Movie: The Imaginarium of Dr. Parnassus
My Rating: 4 stars
I’ve written about this movie before, but I’m revisiting it because I really did have a dramatically different experience upon watching it a second time. I didn’t care for this movie the first time I saw it, and I think that’s because I was just baffled. This is a Terry Gilliam movie, and he’s always been known for his fantastical, dreamy creations. And, this movie was so disorienting the first time I watched it, that I had a very hard time keeping track of what was going on. But, with a basic understanding of the core narrative under my belt, I was able to focus on and enjoy this film. It’s full of absolutely amazing details, dreamy logic, and some darkly comedic philosophy. The costumes alone are a complete masterpiece!
At its core, this is a story about a deal with the devil, “Mr. Nick.” And the devil is the role that Tom Waits was born to play. Mr. Nick is a gambling man. He loves to make a deal. But, he doesn’t necessarily care about winning. He likes the process. He likes to watch his prey sweat it out. He likes the torment. So, he’s been in a constantly-renewing, centuries-long deal with Dr. Parnassus. It’s a race to see who can convert the most souls. The prize is the soul of the doctor’s daughter, Valentina. Parnassus, of course, represents the virtuous, moral choice—self-sacrifice, hard work, and all of that. And, the devil offers the easy choice—base pleasures and instant gratification. And, it’s always a very close race. Almost as many people choose the easy route as the hard. So, just whenever it looks like the contest might be coming to an end, the devil renegotiates. He doesn’t want it to end. He loves the fight. He loves the desperation.

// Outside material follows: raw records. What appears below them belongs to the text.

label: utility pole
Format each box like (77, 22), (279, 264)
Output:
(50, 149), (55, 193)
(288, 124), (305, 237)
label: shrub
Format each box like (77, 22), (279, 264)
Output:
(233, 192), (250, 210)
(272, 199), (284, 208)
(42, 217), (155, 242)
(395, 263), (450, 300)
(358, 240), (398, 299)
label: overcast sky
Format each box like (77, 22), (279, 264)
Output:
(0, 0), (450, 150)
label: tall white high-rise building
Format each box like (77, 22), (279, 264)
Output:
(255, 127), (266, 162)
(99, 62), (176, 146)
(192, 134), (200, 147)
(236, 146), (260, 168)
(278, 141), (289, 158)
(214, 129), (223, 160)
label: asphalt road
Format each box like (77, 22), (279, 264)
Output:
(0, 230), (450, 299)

This contest takes place in a dream world created by Dr. Parnassus and his meditative trance technique. He learned this power in a very spiritual monastery. Volunteers get up onto his travelling stage, enter through a magical doorway, and find themselves in their own, personal paradise. All their secret desires are there for them to enjoy and bask in. And then they are asked to make a choice. Will they choose the comfort of their worldly pleasures? Or will they make a sacrifice and strive toward a higher ideal? It’s actually pretty fun to look inside a few characters minds—seeing what their guilty pleasures are, and guessing what they’ll choose. This was the portion of the film that was initially so disorienting for me. I couldn’t make sense of it at first. But, this time I really got to enjoy the madness—the dreams and nightmares these sequences depicted.
Of course, we all remember the buzz surrounding the making of this film. Heath Ledger, who plays one of the main characters, died in the middle of filming. The director and producers had to decide how to complete the film with one of its main actors gone. And, I really liked the solution they came up with. The story is so defined by dream logic that it’s only natural that people’s faces would change in this realm. You’ve had dreams like that, right? Dreams where you know it’s your friend, but it looks like someone else. Well, that’s the trick they used here. Heath Ledger’s face changes every time he enters the Imaginarium to match the fantasies of his companions. It was a very clever solution. I imagine they had to change the script a little as well, but I think it was a successful mechanism.
I think this time I would recommend this movie. I’ve definitely come around on it. But only do it if you have enough time to watch it twice. Don’t view it one right after the other, of course. You’ll need a little time to stew on the insanity. Come back to it after a few months. But, I predict that on the second viewing, you’ll understand enough about this crazy world to actually enjoy the magic.